O Museu Nacional guardava em seu acervo nossa história política, exemplos de nossa pré-história, de nossa fauna, de nossa flora, elementos importantes de nossa antropologia, de nossa arqueologia. Vinte milhões de itens em seu acervo! Mas esta turma não quer saber dos elementos que constituíram a nossa independência. Está pouco se lixando para Luzia, nossa antepassada primeira. Não dão a menor bola para os primórdios da República, os documentos da Era Vargas, para os exemplares da nossa biodiversidade, para a busca do nascente Brasil por suas relações com o resto da humanidade. Porque tudo o que cheira a Nação lhes dá ojeriza. O que realmente querem é vender tudo o que puderem, queimar o resto, esquecer que um dia fomos Nação – e mudar-se para Miami. Museus o primeiro mundo já tem…
No fundo, sentem-se aliviados com o que aconteceu. Não gostam do Brasil, não veem sentido na existência de um Museu Nacional.
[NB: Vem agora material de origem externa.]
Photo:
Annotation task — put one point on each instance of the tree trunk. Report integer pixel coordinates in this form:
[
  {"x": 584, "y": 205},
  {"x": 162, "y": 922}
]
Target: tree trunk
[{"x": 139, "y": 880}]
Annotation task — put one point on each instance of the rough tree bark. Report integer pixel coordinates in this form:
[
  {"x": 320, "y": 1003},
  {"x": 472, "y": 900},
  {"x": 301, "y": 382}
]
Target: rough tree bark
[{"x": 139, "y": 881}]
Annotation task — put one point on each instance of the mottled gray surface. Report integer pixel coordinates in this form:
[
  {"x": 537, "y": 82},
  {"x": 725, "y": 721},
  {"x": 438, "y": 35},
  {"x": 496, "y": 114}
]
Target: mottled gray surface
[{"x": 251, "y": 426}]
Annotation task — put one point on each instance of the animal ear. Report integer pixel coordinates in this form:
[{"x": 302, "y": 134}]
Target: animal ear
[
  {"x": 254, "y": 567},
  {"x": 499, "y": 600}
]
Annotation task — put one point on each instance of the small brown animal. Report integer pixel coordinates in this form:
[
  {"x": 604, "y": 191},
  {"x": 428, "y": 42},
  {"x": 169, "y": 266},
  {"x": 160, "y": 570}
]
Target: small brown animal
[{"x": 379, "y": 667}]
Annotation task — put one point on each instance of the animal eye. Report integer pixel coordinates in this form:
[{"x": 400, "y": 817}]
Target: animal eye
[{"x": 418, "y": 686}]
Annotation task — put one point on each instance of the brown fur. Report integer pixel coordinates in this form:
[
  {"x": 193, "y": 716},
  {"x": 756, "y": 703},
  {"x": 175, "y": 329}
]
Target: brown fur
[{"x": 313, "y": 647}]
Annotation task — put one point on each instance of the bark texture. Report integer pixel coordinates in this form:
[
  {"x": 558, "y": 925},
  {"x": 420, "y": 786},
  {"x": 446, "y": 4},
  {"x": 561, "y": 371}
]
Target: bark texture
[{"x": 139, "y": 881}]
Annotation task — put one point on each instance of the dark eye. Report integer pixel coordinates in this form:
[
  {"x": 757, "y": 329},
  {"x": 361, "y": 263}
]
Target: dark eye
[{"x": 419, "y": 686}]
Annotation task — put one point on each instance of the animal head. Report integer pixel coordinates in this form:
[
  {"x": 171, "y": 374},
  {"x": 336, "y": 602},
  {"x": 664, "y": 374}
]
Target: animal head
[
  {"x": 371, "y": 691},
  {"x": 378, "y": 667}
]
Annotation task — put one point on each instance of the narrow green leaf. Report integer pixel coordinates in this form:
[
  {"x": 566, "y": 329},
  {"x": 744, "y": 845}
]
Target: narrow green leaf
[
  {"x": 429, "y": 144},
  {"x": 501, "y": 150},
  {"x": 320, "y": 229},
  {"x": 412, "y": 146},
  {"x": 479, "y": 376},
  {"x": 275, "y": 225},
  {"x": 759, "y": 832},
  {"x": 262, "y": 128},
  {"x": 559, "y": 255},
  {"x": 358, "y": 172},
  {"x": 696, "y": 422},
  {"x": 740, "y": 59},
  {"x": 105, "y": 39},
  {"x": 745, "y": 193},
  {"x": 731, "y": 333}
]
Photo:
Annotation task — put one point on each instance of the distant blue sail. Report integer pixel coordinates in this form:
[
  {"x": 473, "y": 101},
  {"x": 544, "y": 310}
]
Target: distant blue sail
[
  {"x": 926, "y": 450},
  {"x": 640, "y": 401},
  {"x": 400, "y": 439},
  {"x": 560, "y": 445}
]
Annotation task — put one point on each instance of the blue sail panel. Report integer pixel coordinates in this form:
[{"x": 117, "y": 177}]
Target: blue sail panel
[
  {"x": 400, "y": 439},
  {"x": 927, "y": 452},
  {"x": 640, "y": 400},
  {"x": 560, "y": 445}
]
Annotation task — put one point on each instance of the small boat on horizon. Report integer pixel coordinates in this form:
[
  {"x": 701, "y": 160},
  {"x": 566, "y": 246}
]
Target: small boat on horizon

Para eles, a culpa é do defunto: Quem mandou ter Nacional no nome? Mas não adianta a gangue PSDB-PT-PMDB fazer de conta que não é com eles, torcer para que um silêncio sirva de amém. São eles os culpados pelo incêndio, todos e cada um. O Museu Nacional, assim como a Nação Brasileira, não será destruído. Foi construído pelo esforço do Povo Brasileiro e será por ele reconstruído. Já o projeto neoliberal que eles representam não há de sobreviver às próximas eleições.